A RESSURREIÇÃO CONFRONTA O DILEMA SAKESPEAREANO

Pode-se entender que o dilema shakespeareano “ser ou não ser” ficou por conta da segunda opção. O “não ser” vence na dilaceração da vida. Aplica-se o silêncio fatal. É como sugere Hamlet ao morrer: “O resto é silêncio”.

Cristo, contudo, opta pelo “ser”. O que, imaginou-se, ficaria abafado num silêncio tétrico, rompeu-se num cântico de exaltação à vida que nos capacita a entender que hoje não precisamos mais optar pelos aspectos objetais de destruição. O grito de horror da morte que culmina o silêncio fatal, e o claustro que impedia a articulação linguística na opção pela liberdade foram vencidos pelo poder divino que fez opção pelo “ser” e desarticulou o poder do “não ser” elaborando e Transformando o coro da proclamação evangélica: O Cristo estava ressuscitado. Aquele que fora levado como cordeiro mudo para o matadouro, mostrou que o silêncio fala mais alto no seu desfecho.

Sim, o silêncio sempre falará mais alto. Falará na expressão facial, no comportamento do olhar, no franzir da testa, no morder dos lábios, no movimento corpóreo e em tantas outras expressões não verbais transmissoras de verdades subjetivas, e do descortinar da alma. Jesus Cristo, desde os momentos da agonia para sua morte até o último instante em que rendeu o espírito, pronunciou poucas palavras. Ele teve o seu momento de pianíssimo, no qual pronunciou o maior discurso jamais ouvido. É uma verdadeira homilia sobre a angústia da alma humana, humildade, submissão a Deus, perdão e salvação. Ali Ele provou que a demonstração de amor, de fato e de verdade, não precisa de rebuscados de palavras, tumulto nem barulho, porém de atos.
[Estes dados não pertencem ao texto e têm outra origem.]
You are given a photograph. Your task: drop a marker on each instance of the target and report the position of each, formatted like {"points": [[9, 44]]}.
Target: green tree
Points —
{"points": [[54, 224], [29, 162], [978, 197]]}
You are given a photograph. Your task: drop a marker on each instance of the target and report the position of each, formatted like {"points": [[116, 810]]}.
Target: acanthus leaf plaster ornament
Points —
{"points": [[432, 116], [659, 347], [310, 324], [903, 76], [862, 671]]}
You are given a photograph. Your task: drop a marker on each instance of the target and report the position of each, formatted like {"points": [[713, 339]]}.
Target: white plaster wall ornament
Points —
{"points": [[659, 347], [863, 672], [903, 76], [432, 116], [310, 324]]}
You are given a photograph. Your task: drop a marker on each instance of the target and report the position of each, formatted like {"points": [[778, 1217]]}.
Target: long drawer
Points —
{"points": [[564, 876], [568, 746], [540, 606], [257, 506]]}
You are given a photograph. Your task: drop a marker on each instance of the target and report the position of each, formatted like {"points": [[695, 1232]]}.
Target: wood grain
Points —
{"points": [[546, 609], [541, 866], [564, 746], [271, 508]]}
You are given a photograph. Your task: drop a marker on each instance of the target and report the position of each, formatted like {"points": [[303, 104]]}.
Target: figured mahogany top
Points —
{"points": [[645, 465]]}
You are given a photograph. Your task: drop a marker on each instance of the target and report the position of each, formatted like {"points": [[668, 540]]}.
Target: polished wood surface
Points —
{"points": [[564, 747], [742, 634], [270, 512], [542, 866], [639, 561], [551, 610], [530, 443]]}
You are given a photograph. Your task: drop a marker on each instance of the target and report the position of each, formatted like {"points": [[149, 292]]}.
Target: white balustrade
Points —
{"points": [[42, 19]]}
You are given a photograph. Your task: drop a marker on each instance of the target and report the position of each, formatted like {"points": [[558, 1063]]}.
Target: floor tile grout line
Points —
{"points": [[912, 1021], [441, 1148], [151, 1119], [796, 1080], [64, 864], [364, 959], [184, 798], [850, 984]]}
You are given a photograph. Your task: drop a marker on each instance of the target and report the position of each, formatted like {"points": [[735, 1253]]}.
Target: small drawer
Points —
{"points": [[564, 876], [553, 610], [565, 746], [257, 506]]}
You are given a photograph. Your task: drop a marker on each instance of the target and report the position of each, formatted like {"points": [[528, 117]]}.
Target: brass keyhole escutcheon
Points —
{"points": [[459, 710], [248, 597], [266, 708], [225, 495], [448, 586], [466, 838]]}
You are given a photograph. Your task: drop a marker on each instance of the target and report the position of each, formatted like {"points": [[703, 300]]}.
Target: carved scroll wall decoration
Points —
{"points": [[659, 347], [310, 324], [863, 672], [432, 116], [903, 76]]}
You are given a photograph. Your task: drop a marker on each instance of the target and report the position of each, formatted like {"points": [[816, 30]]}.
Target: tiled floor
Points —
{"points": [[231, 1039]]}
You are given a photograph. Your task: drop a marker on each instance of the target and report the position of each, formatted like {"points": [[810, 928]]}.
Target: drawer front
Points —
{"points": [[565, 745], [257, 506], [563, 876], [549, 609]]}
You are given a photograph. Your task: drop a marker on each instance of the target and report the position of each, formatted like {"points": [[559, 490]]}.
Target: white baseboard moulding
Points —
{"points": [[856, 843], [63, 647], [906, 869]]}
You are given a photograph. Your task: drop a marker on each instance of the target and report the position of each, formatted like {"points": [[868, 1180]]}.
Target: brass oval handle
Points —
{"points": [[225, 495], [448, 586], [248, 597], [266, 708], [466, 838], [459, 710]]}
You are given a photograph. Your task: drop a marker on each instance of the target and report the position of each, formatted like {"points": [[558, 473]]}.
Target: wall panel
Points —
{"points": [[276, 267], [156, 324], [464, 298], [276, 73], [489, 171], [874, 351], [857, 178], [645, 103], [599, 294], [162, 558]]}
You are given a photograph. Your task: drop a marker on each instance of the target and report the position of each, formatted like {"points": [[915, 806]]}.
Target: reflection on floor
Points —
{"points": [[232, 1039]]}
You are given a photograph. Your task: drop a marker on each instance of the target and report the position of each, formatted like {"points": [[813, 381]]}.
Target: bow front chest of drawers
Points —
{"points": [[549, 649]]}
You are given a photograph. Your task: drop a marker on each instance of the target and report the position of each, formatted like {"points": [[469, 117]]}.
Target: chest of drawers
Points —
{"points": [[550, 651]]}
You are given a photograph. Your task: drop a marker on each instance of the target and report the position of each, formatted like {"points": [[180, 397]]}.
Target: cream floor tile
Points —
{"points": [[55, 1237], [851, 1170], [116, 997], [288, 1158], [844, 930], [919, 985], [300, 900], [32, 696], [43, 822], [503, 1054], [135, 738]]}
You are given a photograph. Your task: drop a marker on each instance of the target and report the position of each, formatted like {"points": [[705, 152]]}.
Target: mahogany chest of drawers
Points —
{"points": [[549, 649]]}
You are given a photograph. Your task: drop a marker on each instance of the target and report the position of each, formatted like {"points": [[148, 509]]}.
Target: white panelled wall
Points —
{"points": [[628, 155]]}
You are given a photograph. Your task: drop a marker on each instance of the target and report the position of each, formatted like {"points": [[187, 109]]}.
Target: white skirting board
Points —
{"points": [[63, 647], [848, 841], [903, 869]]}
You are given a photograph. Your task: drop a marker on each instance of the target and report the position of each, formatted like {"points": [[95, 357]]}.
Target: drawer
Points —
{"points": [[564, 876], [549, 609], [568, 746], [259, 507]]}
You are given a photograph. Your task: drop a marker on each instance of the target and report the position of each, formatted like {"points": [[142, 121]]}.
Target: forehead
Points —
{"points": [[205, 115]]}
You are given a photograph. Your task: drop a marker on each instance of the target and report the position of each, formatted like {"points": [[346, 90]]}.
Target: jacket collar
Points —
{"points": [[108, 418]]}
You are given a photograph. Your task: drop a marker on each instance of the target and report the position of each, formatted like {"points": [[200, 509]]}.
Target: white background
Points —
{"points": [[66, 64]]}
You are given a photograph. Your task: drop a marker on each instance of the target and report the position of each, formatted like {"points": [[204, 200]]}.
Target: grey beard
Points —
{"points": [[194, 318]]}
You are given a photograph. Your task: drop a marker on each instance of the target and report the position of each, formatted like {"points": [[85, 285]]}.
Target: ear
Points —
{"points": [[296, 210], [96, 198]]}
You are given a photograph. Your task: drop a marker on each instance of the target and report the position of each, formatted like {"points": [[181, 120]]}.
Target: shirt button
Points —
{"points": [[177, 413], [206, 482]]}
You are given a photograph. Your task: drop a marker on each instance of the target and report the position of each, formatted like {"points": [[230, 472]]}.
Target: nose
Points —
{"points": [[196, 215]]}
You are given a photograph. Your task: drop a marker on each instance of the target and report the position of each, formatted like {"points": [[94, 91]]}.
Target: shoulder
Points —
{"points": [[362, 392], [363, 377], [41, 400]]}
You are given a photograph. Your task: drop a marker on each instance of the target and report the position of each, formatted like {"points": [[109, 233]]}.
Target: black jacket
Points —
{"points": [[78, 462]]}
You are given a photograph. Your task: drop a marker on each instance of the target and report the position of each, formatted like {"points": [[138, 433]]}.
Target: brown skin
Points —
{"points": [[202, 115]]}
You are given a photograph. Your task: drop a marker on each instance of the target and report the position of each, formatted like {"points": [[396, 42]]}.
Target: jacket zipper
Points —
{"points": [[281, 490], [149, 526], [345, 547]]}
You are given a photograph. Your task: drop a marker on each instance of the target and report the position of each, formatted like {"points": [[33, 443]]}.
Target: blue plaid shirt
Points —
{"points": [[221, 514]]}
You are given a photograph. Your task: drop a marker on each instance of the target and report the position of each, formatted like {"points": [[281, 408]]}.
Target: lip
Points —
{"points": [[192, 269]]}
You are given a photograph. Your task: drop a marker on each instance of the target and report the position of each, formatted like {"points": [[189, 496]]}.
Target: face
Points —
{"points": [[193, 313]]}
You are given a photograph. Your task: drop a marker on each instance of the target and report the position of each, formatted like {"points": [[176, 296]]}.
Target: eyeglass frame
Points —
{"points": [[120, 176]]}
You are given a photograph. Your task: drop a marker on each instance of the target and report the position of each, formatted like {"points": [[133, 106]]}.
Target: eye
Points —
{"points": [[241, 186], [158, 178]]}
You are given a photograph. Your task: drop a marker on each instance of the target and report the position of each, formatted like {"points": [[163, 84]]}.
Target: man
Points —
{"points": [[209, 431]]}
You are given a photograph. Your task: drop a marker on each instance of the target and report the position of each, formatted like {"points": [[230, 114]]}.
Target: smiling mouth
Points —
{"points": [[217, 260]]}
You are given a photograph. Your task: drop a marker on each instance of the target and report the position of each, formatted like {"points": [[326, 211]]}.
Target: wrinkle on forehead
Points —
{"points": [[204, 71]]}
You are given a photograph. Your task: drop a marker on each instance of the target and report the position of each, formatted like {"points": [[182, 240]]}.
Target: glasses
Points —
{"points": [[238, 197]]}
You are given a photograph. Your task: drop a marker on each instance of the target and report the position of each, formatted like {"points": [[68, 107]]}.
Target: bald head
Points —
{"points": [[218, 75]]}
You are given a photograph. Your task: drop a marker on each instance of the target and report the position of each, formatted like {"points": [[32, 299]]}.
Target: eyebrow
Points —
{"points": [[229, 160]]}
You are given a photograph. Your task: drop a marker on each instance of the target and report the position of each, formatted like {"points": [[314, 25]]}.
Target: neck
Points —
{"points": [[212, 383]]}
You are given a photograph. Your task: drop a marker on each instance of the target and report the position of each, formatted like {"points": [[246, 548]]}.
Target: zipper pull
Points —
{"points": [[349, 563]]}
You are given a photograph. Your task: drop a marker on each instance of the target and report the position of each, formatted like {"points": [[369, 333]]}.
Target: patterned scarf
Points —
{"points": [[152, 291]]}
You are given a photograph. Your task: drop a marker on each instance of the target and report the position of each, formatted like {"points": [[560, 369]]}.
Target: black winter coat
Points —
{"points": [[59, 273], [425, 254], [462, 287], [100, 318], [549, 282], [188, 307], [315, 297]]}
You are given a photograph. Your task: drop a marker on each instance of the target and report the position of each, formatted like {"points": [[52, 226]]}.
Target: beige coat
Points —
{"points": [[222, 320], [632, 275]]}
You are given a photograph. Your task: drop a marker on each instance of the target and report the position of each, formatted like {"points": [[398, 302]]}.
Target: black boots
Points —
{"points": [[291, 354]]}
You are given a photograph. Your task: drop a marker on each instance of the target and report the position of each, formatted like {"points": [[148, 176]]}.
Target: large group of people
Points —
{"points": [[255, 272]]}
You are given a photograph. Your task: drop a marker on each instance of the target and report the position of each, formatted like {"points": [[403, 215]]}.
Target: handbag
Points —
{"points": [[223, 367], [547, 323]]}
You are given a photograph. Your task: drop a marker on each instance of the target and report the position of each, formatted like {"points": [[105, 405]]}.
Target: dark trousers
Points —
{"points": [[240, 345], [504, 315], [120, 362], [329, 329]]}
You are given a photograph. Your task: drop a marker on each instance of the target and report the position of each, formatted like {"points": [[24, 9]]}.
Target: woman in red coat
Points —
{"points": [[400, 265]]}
Quando Cristo aparece após a ressurreição, não perdeu tempo em discutir os fundamentos teológicos do ato divino que o fez encarnar humildemente, e agora, ser exaltado redivivo. Ele simplesmente interrompe o silêncio com palavras de encorajamento e convite à fé. Quem é reflexivo não perde tempo com evasivas. Afinal durante toda sua vida terrena seus atos falaram mais do que palavras. E, como vislumbrou o profeta Isaias, “dEle não fizemos caso”.

Todas essas experiências são um suave discurso, fácil e gostoso de ouvir, porque não dói no ouvido. Pode até perturbar a alma no conflito do convite à reflexão para uma mudança, uma metanóia, não apenas um retorno a um ponto qualquer da queda, mas mudança que leva a se tomar direção certa. Portanto uma oração – uma fala que produz ação, um sopro que se transforma em atitude.

Nesse contexto tão complexo em que os humanos vivem: de desentendimento, desrespeito à individualidade, opção pelo individualismo, egoísmo, descarte e desvalorização da vida, e, se não bastasse, a religião bem como as igrejas assumindo um papel ridículo de legalismo sectário, o grito pela liberdade do ser ainda ecoa. É preciso ouvir. Em algum lugar alguém está a clamar, ainda que em silêncio, já que palavras não adiantam, ou foram sufocadas pela hegemonia dos “poderosos”. É preciso dizer que o ser continua tendo o seu espaço garantido, pois a morte foi vencida pela vida.